In all three dialects, backness harmony operates extensively. As for rounding harmony, in the Northern dialect rounding harmony is absent, and even initial-syllable /y u/ may be unrounded. Consequently, we focus on the Southern and Central dialects. In the Southern dialect, [+round] spreads rightward, typically from the initial syllable, to all following high vowels. However, in the Central dialect [+round] spreads only once. These two dialects are compared in (7). Since the initial-syllable vowel is [–round] in (7a–d) second-syllable vowels are [–round], too. In (7e–h) though, the same nominalizing and possessive suffixes are rounded to [y] and [u] due to the presence of a round vowel in the initial syllable. In (7i,j), the two dialects diverge, with harmony in the Southern dialect applying to third-syllable vowels, while in the Central dialect harmony applies to second-syllable vowels only, leaving the possessive suffix unassimilated. Note that the third-person possessive suffix alternates for harmony when it immediately follows an underlyingly [+round] vowel (7b,d,f,h). Thus, the incomplete round spreading in the Central dialect in (7i,j) is not due to some morpheme-specific fact about the possessive suffix.

4.2 Predictions

Since [+round] spreading is iterative in the Southern dialect, ΔF2 of second- and third-syllable high vowels should be significantly greater than the coarticulatory threshold (i.e., second-syllable ΔF2 for /e/). In contrast, if harmony is non-iterative in the Central dialect, then only ΔF2 of second-syllable high vowels should exceed the threshold. Consider the two idealized plots of our predictions in Figure 6. In each, ΔF2 of each pairing is plotted for syllables one through three. In each, the realization of /e/ after [±round] vowels (red) serves as the point of comparison for phonological harmony and phonetic coarticulation. If harmony applies, ΔF2 should be greater than the coarticulatory threshold; if harmony does not apply, ΔF2 should not be significantly greater than the threshold.

Figure 6

Idealized ΔF2(z, with 95% confidence intervals) for each vowel pairing and syllable compared to the coarticulatory threshold in Central and Southern Crimean Tatar.

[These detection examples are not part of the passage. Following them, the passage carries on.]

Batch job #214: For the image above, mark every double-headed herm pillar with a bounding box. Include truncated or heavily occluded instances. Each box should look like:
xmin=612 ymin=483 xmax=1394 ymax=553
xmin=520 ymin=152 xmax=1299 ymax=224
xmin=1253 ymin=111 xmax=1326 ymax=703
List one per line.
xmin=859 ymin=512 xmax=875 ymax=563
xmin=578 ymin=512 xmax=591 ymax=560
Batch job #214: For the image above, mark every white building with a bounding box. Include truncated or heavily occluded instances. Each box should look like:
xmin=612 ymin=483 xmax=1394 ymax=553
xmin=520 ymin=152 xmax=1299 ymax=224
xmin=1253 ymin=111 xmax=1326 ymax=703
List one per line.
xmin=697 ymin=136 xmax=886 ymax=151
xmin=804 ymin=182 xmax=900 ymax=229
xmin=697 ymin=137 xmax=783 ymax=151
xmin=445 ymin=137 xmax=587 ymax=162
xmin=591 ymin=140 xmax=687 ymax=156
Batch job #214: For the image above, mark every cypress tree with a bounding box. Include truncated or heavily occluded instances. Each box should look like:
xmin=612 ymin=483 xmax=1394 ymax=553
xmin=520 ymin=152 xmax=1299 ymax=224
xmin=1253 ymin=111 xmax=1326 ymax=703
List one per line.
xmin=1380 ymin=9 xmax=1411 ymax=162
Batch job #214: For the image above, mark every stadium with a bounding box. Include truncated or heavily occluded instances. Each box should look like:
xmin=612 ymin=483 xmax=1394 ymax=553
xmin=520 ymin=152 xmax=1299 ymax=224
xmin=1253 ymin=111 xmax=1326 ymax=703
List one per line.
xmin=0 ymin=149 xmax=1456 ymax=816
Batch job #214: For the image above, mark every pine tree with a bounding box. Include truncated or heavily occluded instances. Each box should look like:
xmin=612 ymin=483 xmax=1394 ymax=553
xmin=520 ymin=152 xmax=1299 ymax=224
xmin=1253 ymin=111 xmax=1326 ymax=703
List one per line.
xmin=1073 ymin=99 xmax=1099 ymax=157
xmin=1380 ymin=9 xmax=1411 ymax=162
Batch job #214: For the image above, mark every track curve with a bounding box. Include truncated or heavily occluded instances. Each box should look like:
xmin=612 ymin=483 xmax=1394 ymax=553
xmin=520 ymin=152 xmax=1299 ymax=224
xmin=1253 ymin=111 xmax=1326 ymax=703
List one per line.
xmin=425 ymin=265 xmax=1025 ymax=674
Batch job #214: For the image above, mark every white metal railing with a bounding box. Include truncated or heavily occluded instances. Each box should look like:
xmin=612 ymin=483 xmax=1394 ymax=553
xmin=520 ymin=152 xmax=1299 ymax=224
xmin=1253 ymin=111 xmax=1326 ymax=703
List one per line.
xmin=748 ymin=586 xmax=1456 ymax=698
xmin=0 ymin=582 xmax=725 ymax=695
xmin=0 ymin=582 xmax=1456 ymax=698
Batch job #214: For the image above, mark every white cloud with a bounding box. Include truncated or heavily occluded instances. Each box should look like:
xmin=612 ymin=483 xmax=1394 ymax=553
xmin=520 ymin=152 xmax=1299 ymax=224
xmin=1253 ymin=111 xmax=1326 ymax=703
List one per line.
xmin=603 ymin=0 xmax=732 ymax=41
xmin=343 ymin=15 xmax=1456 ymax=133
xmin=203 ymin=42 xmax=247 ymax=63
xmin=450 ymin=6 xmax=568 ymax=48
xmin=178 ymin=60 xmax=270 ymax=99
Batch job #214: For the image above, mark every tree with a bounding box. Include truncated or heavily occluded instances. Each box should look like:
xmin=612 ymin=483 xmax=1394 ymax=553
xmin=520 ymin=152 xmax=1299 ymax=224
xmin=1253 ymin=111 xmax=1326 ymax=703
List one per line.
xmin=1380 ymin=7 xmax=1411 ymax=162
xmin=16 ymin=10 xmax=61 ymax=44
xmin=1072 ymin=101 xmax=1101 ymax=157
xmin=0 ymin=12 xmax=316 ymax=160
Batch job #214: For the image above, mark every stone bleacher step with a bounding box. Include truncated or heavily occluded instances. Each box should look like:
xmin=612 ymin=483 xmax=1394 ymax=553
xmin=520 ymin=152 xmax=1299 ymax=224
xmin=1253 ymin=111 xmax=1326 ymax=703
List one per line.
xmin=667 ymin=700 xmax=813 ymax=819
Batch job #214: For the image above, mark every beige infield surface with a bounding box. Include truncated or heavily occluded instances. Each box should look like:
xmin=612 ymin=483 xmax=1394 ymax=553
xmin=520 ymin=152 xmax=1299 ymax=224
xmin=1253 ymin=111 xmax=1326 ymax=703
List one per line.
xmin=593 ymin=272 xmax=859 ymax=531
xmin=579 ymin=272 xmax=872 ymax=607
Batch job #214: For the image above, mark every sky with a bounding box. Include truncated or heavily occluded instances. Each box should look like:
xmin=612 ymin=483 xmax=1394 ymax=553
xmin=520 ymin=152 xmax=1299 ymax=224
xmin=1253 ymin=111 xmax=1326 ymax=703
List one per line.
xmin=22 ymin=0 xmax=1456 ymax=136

In the Southern dialect, all else being equal, we predict that ΔF2 for both /i-y/ and /ɯ-u/ should be equivalent across all three syllables (right panel). In contrast, we predict that ΔF2 for /i-y/ and /ɯ-u/ in the Central dialect should be equivalent in the first two syllables, but decrease to below the coarticulatory threshold in the third syllable (left panel).

4.3 Results

4.3.2 Southern dialect

The coarticulatory threshold for the Southern dialect was 0.27z, which was the highest ΔF2 from the confidence interval around the mean of ΔF2 for second-syllable /e/ after [±round] vowels [ΔF2(119) = 0.08z; 95% confidence interval = [–0.11 – 0.27z]]. This threshold is marked in Figure 7 by the dotted line extending from the upper limit of the confidence interval around ΔF2 of e-e_[+rd] in syllable two. Compared to the coarticulatory threshold, ΔF2_/ɯ-u/ in syllable two was significantly greater [ΔF2_/ɯ-u/ – threshold: t(572) = 4.42, p < .001]. Similarly, ΔF2 of /i-y/ in syllable two was also significantly greater than the threshold [ΔF2_/i-y/ – threshold: t(842) = 9.68, p < .001]. Mean ΔF2 of /ɯ-u/ was 0.55z, with a confidence interval extending from 0.46 to 0.66z. Mean ΔF2 of /i-y/ was 1.11z, with a confidence interval ranging from 1.03 to 1.18z. These findings are evident in Figure 7, in which the confidence intervals around ΔF2_/ɯ-u/ and ΔF2_/i-y/ in syllable two do not overlap with the coarticulatory threshold. The significance of these acoustic differences persists in third-syllable vowel pairs, as well. Third-syllable high vowel pairs all exhibited significantly greater ΔF2 than the proposed coarticulatory threshold [ΔF2_/ɯ-u/ – threshold: t(572) = 3.36, p < .001; ΔF2_/i-y/ – threshold: t(521) = 5.93, p < .001].

Figure 7

ΔF2(z, with 95% confidence intervals) for each vowel pairing and syllable compared to the coarticulatory threshold in Southern Crimean Tatar.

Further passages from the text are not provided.